Businesses have bought into the Cloud/SaaS model to improve their performance by offloading the heavy lifting work to the Cloud Service Providers (CSPs) and software-as-a-service (SaaS) providers. Many of these providers are delivering on this promise, releasing a stream of new features and functionality, but businesses are struggling to keep pace.

In the rush to modernise, many Enterprises have not realised how some of their core business practices are being derailed by modern software development processes that have not taken into account the reality of how enterprises operate. By addressing these issues businesses can uncover large optimisation opportunities, reduce their carbon emissions, and increase agility.

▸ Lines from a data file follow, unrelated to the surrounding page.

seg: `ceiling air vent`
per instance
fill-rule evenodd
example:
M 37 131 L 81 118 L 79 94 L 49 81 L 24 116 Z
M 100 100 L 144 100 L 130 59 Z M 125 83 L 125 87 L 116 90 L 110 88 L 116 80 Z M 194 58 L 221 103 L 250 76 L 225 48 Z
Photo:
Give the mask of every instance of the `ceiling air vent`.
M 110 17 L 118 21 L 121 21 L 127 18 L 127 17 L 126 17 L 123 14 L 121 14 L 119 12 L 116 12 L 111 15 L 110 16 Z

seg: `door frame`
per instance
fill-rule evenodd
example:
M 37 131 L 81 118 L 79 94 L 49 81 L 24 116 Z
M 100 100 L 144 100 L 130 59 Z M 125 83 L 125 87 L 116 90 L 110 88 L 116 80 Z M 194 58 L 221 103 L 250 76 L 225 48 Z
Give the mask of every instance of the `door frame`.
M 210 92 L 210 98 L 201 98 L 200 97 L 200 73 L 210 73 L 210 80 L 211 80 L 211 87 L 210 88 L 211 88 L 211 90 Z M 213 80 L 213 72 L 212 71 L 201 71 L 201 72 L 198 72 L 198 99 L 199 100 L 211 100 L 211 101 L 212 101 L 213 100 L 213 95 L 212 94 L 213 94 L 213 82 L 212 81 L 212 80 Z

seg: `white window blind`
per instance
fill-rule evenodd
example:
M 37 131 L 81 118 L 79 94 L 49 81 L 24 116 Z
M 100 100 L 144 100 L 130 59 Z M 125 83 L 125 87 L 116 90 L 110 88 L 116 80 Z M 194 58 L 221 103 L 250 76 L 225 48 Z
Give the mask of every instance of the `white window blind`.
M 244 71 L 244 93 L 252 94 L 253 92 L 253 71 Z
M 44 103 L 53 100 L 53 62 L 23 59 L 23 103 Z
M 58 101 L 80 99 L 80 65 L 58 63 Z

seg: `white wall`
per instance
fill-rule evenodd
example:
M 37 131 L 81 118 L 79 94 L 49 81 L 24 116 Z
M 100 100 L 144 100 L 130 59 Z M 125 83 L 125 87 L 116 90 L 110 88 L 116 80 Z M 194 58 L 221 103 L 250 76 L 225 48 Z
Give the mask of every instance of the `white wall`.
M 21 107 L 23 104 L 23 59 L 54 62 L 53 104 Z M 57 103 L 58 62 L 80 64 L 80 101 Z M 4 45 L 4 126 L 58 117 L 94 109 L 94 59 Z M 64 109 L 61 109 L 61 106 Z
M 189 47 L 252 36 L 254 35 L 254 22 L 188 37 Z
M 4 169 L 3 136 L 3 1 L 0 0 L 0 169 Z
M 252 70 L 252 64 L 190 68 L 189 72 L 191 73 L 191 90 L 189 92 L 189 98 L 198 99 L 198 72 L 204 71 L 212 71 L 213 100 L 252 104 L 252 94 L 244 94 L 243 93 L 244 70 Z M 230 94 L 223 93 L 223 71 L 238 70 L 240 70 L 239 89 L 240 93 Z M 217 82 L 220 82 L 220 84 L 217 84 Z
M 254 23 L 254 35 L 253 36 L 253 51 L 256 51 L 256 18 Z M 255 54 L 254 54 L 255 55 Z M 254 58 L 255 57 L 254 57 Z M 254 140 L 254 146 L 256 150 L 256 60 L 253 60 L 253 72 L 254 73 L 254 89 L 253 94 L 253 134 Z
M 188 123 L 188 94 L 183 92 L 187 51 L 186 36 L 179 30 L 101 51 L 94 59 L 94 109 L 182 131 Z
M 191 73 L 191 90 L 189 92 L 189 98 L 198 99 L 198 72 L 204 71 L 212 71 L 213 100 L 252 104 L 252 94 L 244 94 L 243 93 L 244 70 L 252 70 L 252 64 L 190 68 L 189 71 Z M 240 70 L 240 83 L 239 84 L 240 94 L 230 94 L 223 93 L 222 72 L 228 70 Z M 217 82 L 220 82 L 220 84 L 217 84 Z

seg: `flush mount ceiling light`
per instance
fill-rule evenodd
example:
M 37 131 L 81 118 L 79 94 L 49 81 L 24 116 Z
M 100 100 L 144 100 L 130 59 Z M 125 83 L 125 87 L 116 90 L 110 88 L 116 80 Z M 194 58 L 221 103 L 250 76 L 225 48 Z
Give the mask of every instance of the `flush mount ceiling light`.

Enterprises are highly complex, very large scale and full of history. Much of that history is filled with Re-Orgs, Mergers & Acquisitions, and other changes in the strategy, as the business changes quickly to adapt to an evolving market. These changes in direction are critical for a business to survive, and that criticality will drive focus to be targeted on the new strategy, at the expense of the now ‘legacy’ systems.

Some examples that may be familiar:

“The Gamma team will be merged with the Omega team. The priority for all team members is the Omega roadmap for this year”
“We are now part of even-bigger-corp.com. Over the next 6 months we will be merging the following departments together…”
“Project DeathStar had a good PoC, but we’ve decided to reallocate funding to other more critical areas of the business due to a change in our high-level strategy”
“We’ve been using vendor-A-tool for our SCM and CI/CD, but want to switch to big-vendor-B-tool, because our business can get big-vendor-B-tool at very low cost as part of a wider bundle deal“

In previous times, many of the processes related to the legacy systems were manual, for example when installing new builds of software onto a server. There are two aspects of the older techniques worth noting:

The scale at which new artefacts were being created was relatively slow.
If team members were moved onto other projects, the manual processes that were driving growth in costs stopped when the people stopped working on the systems.

The automated software development processes we operate these days are a very different beast. This automation brings huge benefits in terms of stability and reliability to software systems, however many of these processes are not being designed with business agility in mind. As businesses attempt to quickly adapt in the ever-changing world of technology, modern software development practices coupled with incomplete migration strategies are leaving a wake of complex waste in their path.

What went wrong?

Modern cloud software development practices automate areas like Infrastructure-as-Code, Data pipelines, CI/CD, and Observability, allowing the application teams to focus on delivering real business value. However, when businesses change direction, it can result in unintended consequences:

The startup-mode mentality needed to get the new project up and running stomps all over the weak cloud environment controls, generating large amounts of stale resources.

Often when systems are deprioritised the first change that happens is the movement of team members. The core infrastructure delivering the application may get decommissioned, but all the related software development systems get left running.

If you’re a software engineer, how familiar do the following scenarios sound?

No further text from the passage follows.